September 02, 2011 News

European chamber head wants early resolution of the dispute with Customs says issue sending wrong signal to foreign investors.

The European Chamber of Commerce of the Philippines wants the tax row between Pilipinas Shell Petroleum Corp and the Bureau of Customs resolved soon saying the issue may send a wrong signal to foreign investors. 

"ECCP would like to have the issue settled and resolved at the soonest possible time.  We do not want this to become another red Sag for investors who are looking into the country as a possible destination," ECCP president Hubert d' Aboville said in an e-mail Thursday in response to a Manila Standard question.

D'Aboville cited findings by the Bureau of Internal Revenue that the questioned petroleum product, called alkylate, was a raw material. He said an SGS [Philippines] analysis sought by Customs also showed the product did not meet the Philippine National Standards for gasoline.

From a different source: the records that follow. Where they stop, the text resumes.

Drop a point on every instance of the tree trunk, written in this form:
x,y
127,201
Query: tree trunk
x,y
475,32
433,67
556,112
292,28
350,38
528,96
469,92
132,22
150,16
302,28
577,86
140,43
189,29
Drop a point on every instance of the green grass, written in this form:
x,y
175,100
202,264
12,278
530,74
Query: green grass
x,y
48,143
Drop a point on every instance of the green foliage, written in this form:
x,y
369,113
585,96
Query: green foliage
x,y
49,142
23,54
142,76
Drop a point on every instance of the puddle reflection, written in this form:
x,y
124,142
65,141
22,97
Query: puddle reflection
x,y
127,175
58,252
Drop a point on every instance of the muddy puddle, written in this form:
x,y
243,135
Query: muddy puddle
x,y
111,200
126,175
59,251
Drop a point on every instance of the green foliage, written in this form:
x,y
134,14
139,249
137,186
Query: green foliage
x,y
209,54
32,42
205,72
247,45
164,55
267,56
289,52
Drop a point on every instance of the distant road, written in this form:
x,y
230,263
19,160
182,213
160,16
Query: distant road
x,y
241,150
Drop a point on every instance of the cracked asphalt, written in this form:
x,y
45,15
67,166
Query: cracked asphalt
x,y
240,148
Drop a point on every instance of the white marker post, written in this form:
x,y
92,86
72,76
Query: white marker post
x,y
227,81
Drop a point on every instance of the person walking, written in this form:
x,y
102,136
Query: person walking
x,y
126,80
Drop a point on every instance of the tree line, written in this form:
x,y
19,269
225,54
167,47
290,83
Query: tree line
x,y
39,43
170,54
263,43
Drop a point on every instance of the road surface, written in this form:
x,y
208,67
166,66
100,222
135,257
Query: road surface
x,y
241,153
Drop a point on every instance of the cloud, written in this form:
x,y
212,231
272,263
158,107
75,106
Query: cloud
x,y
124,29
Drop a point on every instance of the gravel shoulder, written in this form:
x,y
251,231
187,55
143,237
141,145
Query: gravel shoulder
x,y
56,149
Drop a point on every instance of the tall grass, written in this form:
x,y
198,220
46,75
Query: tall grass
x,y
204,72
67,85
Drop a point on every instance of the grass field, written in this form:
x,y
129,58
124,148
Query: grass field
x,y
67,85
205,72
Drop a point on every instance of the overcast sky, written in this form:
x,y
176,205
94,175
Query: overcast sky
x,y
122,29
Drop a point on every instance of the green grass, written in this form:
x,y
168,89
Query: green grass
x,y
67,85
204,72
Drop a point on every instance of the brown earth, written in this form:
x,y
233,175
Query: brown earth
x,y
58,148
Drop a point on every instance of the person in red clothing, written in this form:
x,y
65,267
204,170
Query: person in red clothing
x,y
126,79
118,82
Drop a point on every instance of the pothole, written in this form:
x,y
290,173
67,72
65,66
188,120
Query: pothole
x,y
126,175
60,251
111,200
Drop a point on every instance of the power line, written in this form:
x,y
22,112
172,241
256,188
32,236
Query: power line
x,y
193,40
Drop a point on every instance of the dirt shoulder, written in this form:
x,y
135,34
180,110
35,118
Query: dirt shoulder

"The government of President Aquino from the start has sent a very strong message that it will never tolerate corruption and we believe it will make the correct actions in this issue," the ECCP official said.

Batangas Customs collector Juan Tan earlier filed a P1.6-billion case against Shell for allegedly defrauding the government by not paying excise taxes for import shipments of alkylate. 

Shell said in an earlier statement that alkylate was a blending component used to meet PNS criteria for unleaded gasoline.  The Philippine Clean Air Act since 2000 has required more stringent specifications through the PNS.

"Alkylate is not a finished product but an intermediate product thus not subject to excise tax.  However, when the alkylate is further processed into finished unleaded gasoline product that is fit and ready for consumption, the finished product is subject to the payment of excise taxes before the same is released from Shell's refinery.  In other words, no excise tax is lost on the alkylate imports in question," Shell said.

Shell said sampling and testing conducted by SGS Philippines in April through a joint request by both Customs and Shell showed that the alkylate shipment did not meet the PNS specification for gasoline products.

Shell said the BIR which interprets the pertinent provisions of the National Intemaf Revenue Code, authorized the release of the alkylate importations. 

"No excise taxes were paid on the shipments because they were all covered by the [release authority] issued by the BIR which recognized the same to be raw materials and or blending components," it said.